J’ai arrêté de compter ma vie en « depuis »

Surmonter un divorce

17 ans : une rencontre.
22 ans : un bébé.
24 ans : un mariage.
Dix jours plus tard, une phrase prononcée qui résonne comme le choc d’un TGV s’écrasant contre ma vie : Je ne t’aime plus.
Ma vie se suspend, mon cœur s’arrête de battre pour lui, il ne me sert qu’à vivre ou plutôt à survivre.
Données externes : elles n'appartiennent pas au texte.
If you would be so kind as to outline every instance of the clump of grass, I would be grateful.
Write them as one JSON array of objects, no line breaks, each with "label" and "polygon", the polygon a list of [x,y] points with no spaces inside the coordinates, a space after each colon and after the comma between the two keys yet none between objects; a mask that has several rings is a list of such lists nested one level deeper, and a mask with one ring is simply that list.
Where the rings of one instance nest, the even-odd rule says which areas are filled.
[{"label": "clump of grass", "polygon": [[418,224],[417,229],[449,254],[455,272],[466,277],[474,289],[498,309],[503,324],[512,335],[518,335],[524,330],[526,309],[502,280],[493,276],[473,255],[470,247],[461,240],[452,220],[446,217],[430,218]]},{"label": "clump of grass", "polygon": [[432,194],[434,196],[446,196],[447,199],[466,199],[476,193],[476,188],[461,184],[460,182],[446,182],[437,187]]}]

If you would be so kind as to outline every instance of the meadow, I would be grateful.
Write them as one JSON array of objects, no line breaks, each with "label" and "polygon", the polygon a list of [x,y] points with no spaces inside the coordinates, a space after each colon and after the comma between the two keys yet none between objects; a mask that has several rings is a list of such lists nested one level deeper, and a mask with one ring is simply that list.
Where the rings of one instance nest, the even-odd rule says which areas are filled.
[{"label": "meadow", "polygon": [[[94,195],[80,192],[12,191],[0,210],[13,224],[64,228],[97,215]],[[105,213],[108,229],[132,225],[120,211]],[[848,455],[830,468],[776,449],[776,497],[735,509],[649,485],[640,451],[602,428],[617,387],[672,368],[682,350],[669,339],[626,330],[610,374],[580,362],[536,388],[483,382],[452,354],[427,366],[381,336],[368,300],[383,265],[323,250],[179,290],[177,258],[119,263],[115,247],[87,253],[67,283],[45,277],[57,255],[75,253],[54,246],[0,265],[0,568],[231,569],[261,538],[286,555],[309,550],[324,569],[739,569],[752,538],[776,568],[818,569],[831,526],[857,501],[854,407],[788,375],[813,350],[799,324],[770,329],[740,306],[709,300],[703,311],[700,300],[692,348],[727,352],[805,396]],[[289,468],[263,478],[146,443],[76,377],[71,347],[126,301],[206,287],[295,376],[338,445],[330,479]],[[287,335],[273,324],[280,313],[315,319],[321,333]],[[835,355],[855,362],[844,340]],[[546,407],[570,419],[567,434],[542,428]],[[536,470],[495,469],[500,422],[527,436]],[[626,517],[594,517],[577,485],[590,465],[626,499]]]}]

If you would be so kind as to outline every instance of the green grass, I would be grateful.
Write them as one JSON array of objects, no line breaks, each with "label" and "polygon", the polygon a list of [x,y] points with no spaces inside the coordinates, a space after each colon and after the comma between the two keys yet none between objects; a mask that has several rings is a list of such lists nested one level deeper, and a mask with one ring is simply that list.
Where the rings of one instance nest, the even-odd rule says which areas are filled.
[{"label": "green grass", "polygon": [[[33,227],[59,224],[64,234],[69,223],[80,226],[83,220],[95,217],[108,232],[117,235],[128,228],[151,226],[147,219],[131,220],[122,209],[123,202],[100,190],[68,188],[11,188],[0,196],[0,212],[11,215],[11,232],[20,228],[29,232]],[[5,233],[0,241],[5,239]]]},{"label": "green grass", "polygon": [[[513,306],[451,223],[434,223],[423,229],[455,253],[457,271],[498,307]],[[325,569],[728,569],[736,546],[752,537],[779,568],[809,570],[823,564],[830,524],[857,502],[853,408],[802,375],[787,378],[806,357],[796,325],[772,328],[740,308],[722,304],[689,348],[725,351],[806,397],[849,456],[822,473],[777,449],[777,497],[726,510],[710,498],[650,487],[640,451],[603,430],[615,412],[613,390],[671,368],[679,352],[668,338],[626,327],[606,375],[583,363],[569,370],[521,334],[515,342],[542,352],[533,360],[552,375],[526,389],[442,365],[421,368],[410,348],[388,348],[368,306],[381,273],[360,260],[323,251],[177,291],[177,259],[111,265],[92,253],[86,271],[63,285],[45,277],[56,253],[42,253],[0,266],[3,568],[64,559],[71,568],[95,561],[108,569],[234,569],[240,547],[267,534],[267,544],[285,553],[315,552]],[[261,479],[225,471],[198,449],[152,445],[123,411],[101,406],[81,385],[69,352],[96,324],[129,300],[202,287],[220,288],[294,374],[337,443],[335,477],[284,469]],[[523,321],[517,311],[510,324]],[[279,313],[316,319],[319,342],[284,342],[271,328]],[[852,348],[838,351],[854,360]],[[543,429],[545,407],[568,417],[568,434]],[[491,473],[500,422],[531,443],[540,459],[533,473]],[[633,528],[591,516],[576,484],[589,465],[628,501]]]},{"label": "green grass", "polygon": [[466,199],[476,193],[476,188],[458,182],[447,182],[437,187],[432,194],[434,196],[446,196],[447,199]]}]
Puis la séparation.
25 ans : un divorce.

Les six premiers mois je n’avance qu’en pensant à mon petit garçon d’à peine deux ans, à son bien être, je mets un pied devant l’autre pour éviter de sombrer complètement. Mais mes nuits ont disparues, je ne dors plus, et quand je dors il hante mes cauchemars. Il hante aussi mes journées la moindre situation me renvoi ma condition à la figure. Et puis j’ai honte, alors je me terre.

Mais je peux compter sur deux amies formidables : la première est là, toujours là pour moi, elle m’écoute, m’invite à manger, me laisse pleurer sur son canapé, elle me porte à bouts de bras, et me soutient. Elle n’oublie rien, pas même les dates qui me font mal, les situations qui me font mettre un genou à terre, elle est là, toujours.
La seconde est là, un week-end sur deux, quand mon fils est chez son père. Elle me bouscule, m’empêche de rester chez moi, me force à voir du monde, à sortir, à affronter les regards, elle prévient les autres « attention pas de questions, elle est là pour oublier, pour s’amuser alors pas de questions ».
Elles sont là toutes les deux, et elles me répètent comme un mantra « tu verras un jour ça ira ».

Alors j’avance, avec cette idée fixe qu’un jour je ne me réveillerais plus avec cette douleur, qu’un jour tout ça fera simplement partie de ma vie et ne sera plus cette plaie béante qui me fait hurler en silence.
Cette séparation fut un véritable choc pour moi, mais aussi pour ma famille. Mais eux aussi sont là pour moi, ils sont à toutes épreuves.
Les mois passent, je fais beaucoup de tri dans ma vie, j’enlève les nuisibles qui au détour d’une conversation te donnent des nouvelles d’un ex qui te mettent à terre pendant des semaines. Je coupe court aux allusions et aux regards, je ne me résume pas à ça. Je plonge et je refais surface souvent, parfois je n’y arrive pas, alors elles sont là.
Les années passent, la plaie est devenue une cicatrice, parfois douloureuse, parfois insensible, mon petit garçon grandit. Il est temps. Il est temps de passer à autre chose ma belle, il est temps de mettre un autre chapitre dans ton histoire.

28 ans : un nouveau départ.
Alors je commence par changer de travail, une autre ville, d’autres visages, un autre trajet pour aller au boulot. Ces petits riens qui donnent l’impression de ne plus être prisonnière d’un schéma, d’une routine dont toutes les étapes me ramènent à des souvenirs. Car enfin plus rien ne vit dans ma mémoire, ce ne sont plus que des souvenirs dont les images se floutent et où les sensations disparaissent petit à petit. Puis je déménage, je quitte notre maison, pour aller dans ma maison et celle de mon fils, je quitte complètement cette ville que je ne supporte plus, ces murs qui ne sont plus chez nous. Nouveaux meubles pour une nouvelle vie, ça à l’air simple mais ça fait un bien fou. Puis pendant tout ce temps, mon petit garçon grandit, il me pousse à réussir notre vie, je me bats constamment pour lui. Il est mon moteur, lui qui devient le beau fils de quelqu’un puis le grand frère d’un bébé que je ne connaîtrais jamais. Mon cœur se serre, mais il se serre pour mon fils, je suis fière de lui, il ne se serre pas de douleurs ni de peine. Je suis enfin libérée.

29 ans : une renaissance.
5 ans, c’est long, c’est très long. Mais c’est le temps nécessaire qu’il m’a fallu et je ne regrette rien. Je me connais par cœur maintenant et j’ai réussi à faire sauter la carapace de protection qui enveloppait mon cœur et ma tête. Je suis enfin prête à vivre une autre histoire, à être amoureuse, à réaliser les millions de projets que j’avais enterrés, à vivre une vie entière et sereine.
Je n’ai plus peur, je n’ai plus mal. J’ai arrêté de compter ma vie « depuis », je la compte en avant.